Watching good will hunting (starring Matt Damon and Robin Williams) for another time after 6 years illuminated me of certain philisophies I couldn’t capture last 6 years. It stroke me hard, as if I am seeing myself, full of anger, disappointment, and discontent. I see the abyss of my reflection... The all-times-anger, pushing people away before they start leaving or hurting me. I am developing a huge distrust over anyone surrounding me. It’s classic. It’s called self-defense mechanism. But mine is much bigger than anyone else’s. I know, i know it very well.. it s called selfish. It’s called insensitive.
Perhaps, I need to sit down and figure who i was more clearly before i can figure out who i am. When i stand in that fancy room during the public lecture of Sri Mulyani, I can only tell myself.. i could have done a much better speech, it s an utterly/completely superficial word game. Articulation? I can do better, mimicking? I can do better. But why people listened to her and not me? Are people grading her for who she is rather than what she actually said?
Again, i know, i know... there are more to life than intelligence.. there are experiences, there are people skills. Seriously... i am fed up of it... i know the limit.. i know there are certain norms, courtesies, whatever bullshit meaningless dictions you want to assign to it. Nonetheless, it does not excuse you from being a complete failure... When i present good social skills, they tell me you are not intelligent enough, when i present magnificent intelligence, they tell me intelligence is no everything...

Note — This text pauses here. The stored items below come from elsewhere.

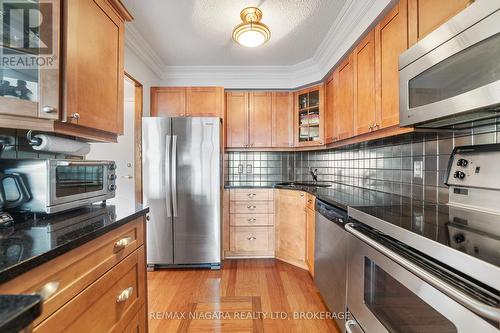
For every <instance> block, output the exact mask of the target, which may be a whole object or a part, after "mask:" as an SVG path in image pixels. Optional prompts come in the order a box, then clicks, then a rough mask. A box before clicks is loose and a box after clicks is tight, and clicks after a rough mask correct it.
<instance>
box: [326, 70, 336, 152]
mask: <svg viewBox="0 0 500 333" xmlns="http://www.w3.org/2000/svg"><path fill="white" fill-rule="evenodd" d="M336 74H338V73H337V72H336V71H335V72H333V73H332V75H330V77H328V79H327V80H326V86H325V142H326V143H327V144H328V143H332V142H335V141H337V137H336V136H337V125H338V124H337V121H336V119H335V114H336V112H335V94H334V91H335V85H336V83H337V79H336Z"/></svg>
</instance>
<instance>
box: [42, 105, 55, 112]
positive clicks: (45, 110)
mask: <svg viewBox="0 0 500 333" xmlns="http://www.w3.org/2000/svg"><path fill="white" fill-rule="evenodd" d="M42 112H43V113H54V112H56V108H55V107H53V106H49V105H45V106H44V107H43V108H42Z"/></svg>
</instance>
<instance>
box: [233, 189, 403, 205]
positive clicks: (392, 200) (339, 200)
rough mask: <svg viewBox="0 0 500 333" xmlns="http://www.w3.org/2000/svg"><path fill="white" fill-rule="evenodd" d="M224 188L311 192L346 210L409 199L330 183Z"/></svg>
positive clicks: (320, 199)
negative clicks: (289, 190) (351, 207)
mask: <svg viewBox="0 0 500 333" xmlns="http://www.w3.org/2000/svg"><path fill="white" fill-rule="evenodd" d="M224 188H226V189H228V188H229V189H230V188H280V189H286V190H298V191H304V192H308V193H311V194H313V195H314V196H316V198H318V199H320V200H321V201H324V202H326V203H329V204H331V205H334V206H337V207H339V208H342V209H344V210H347V207H349V206H371V205H398V204H403V203H406V202H408V201H410V199H408V198H404V197H401V196H399V195H394V194H389V193H384V192H379V191H374V190H369V189H365V188H360V187H355V186H350V185H344V184H339V183H331V186H330V187H314V186H289V185H279V183H277V184H274V185H267V186H249V185H244V186H230V185H229V186H228V185H226V186H225V187H224Z"/></svg>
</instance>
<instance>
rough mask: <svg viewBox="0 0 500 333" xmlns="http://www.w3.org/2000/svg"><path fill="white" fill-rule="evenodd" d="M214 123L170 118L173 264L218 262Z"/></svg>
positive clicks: (220, 244)
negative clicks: (170, 128)
mask: <svg viewBox="0 0 500 333" xmlns="http://www.w3.org/2000/svg"><path fill="white" fill-rule="evenodd" d="M220 127H221V126H220V119H219V118H173V119H172V134H173V135H172V203H173V215H174V223H173V232H174V264H176V265H180V264H207V263H219V262H220V260H221V241H220V239H221V186H222V185H221V184H222V183H221V167H222V165H221V146H220V143H221V141H220Z"/></svg>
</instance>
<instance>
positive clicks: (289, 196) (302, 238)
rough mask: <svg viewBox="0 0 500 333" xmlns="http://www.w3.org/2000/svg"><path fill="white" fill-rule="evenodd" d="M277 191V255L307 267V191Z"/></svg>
mask: <svg viewBox="0 0 500 333" xmlns="http://www.w3.org/2000/svg"><path fill="white" fill-rule="evenodd" d="M277 193H278V195H277V203H276V219H275V223H276V257H278V258H280V259H283V260H284V261H287V262H289V263H291V264H294V265H297V266H299V267H303V268H307V266H306V263H305V259H306V213H305V207H306V197H305V193H304V192H300V191H292V190H278V191H277Z"/></svg>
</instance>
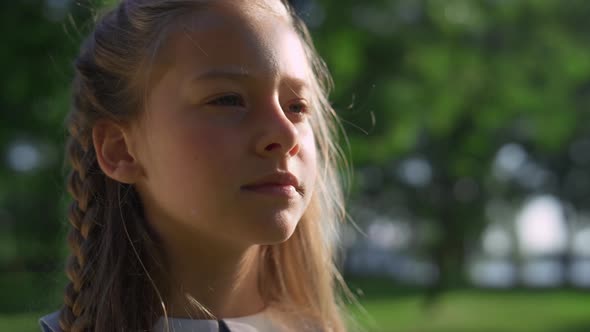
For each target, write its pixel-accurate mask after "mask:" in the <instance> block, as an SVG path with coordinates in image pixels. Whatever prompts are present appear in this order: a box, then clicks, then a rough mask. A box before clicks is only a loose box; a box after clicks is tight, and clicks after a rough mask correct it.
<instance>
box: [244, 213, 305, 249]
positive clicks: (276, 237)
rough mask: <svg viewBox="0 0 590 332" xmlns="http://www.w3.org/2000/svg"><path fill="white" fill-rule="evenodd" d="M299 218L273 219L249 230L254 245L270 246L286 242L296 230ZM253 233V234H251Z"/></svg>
mask: <svg viewBox="0 0 590 332" xmlns="http://www.w3.org/2000/svg"><path fill="white" fill-rule="evenodd" d="M298 223H299V218H297V219H295V218H278V219H277V218H273V219H272V220H268V219H267V220H265V221H263V222H262V223H261V224H258V225H256V227H253V228H252V229H251V230H250V233H251V235H252V237H253V240H254V242H255V243H256V244H264V245H272V244H279V243H282V242H285V241H287V240H288V239H289V238H291V236H292V235H293V233H294V232H295V229H296V228H297V224H298ZM252 231H253V232H252Z"/></svg>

They tell me good is not enough and intelligent is not enough. It is not what i have that is not enough, it s what they have that is not enough AND because i have more than they do, they are fucking afraid of me...
I m sick of this hopeless world sometimes. It s even remote of any hope... Sick fucked up humans... Stupid fucking maggots... they will waste their whole lives living as a fucking slave in a jail
The irony is i m living in it. People (philosophers) coin it as a structure i can’t escape. It s a structure that defines me... I can't be a free person if i dont live in a jail, right? I can't be liberated if i have never been jailed, right?
The struggle is painful, fucking tormenting... To want friends and hate friends... to want love and hate love...
It s all so lonely... all the sounds and sights are just meaningless. My attempt to assign them meaning are not only difficult but also ridiculed...
Perhaps, i need to take a break... perhaps, complete insanity can liberate me from this jail? Just like leonardo di caprio in shutter island? Insanity liberates me from social norms, “people’s feelings”, pretense, hypocrisy, the want to be a conformist, the want to belong to a group (if not majority, certain class of people)... I need to be free... AND freedom to define “free”..
Why do you want to be good? Why do you want to be intelligent? Why do you want to be listened to? Are you trying to reach for your highest potential?
ReplyDeleteIt's pretty alone up there at the top of the food chain, isn't it?